Le chien du libraire accourut pour saluer Elisa qui se mit à lui parler, à lui expliquer qu’elle trouvait splendide cette nouvelle vitrine. Elle osa même lui avouer, dans un chuchotement amical, qu’elle aurait aimé être à la place de l’enfant, qu’elle serait alors en paix. Mais déjà, le libraire arrivait.

« Elisa, ma belle enfant! J’ai pensé à toi en confectionnant ma vitrine!

-C’est vrai? A moi?

-Oui, à toi et à d’autres…mais à toi aussi!Tiens!
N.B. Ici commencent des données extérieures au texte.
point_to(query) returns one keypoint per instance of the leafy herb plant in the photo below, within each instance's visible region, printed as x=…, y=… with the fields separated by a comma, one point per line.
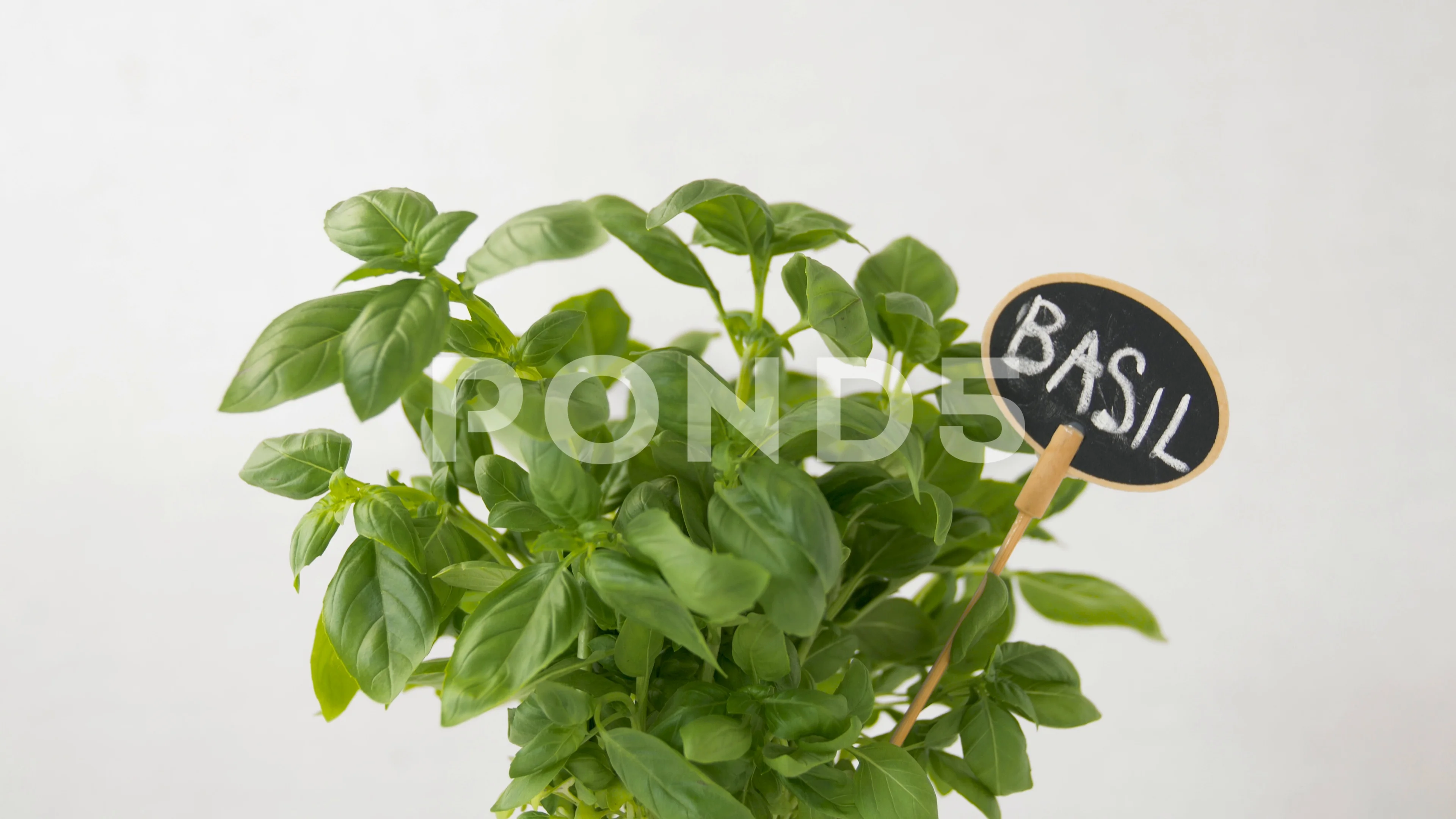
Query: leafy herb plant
x=723, y=639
Prends ce livre, ma belle, ce sera mon cadeau de Noël »

Il lui tendit un magnifique ouvrage, un bel exemplaire illustré des contes d’Andersen sur lequel figurait une petite fille, vêtue de noir, qui regardait le lecteur d’un air triste.

Elisa s’assit quelques temps pour savourer son cadeau. Elle examina chacune de pages, serrant contre elle ce livre, début ultime de ses rêves à venir.

Les flocons glissaient sur les pages, mais comme par miracle, ne les abîmaient pas. Un flocon se posa sur les longs cheveux de la Petite Sirène mais fondit rapidement au détour d’une page nouvelle.

Les passants se pressaient, ils marchaient rapidement, leurs mains pleines de sacs, de cadeaux qu’ils allaient offrir à leurs proches.

Un frisson parcourut Elisa quand elle entama la lecture du Vilain Petit Canard. Pourtant, emportée par ses rêves, elle ne sentit rien. Elle s’imaginait, de retour en classe, après les vacances de Noël, raconter à Mme Schoo la joie qu’elle avait eu de voir le Petit Canard enfin accepté des siens. Un conte, cependant, l’intriguait plus que les autres: le dernier de l’ouvrage, il s’intitulait La Petite Fille aux Allumettes.

Un passant s’arrêta pour la regarder quelques instants, pas très longtemps car son épouse le tira par le bras et l’emmena dans les lumières chaudes de la villes. Elisa n’avait pas conscience des gens qui l’entouraient, seuls ces contes l’intéressaient, ces histoires fabuleuses qui l’emportaient dans d’autres univers.

Le sol était désormais recouvert de neige, les visages des passants se paraient de joies, contents d’avoir un Noël enneigé. Souvent, ils se frottaient les mains pour se réchauffer, ravis de ce Noël blanc.

Elisa frissonna une nouvelle fois, plus longuement; l’histoire de la Petite Sirène l’avait bouleversée. Les flocons continuaient de tomber sur son beau livre.

Les frissons qu’Elisa ressentait à la lecture de chaque nouveau conte la transperçaient. Elle avait faim. Où donc était passé sa mère? Au quatrième conte, la faim et le froid ne pouvaient plus être oubliés. Elle s’empara de la couverture de sa mère, qui traînait parterre, trempée par les flocons. Gelée, elle se recroquevilla, son beau livre de contes serré contre elle. Elle s’endormit, rêvant au prince qui viendrait la sauver.

Elisa ne se réveillera pas, la faim et le froid ont eu raison de cette enfant venue de loin, cette petite fille aux longs cheveux noirs et aux yeux couleur d’orage qui ne demandait qu’à rêver.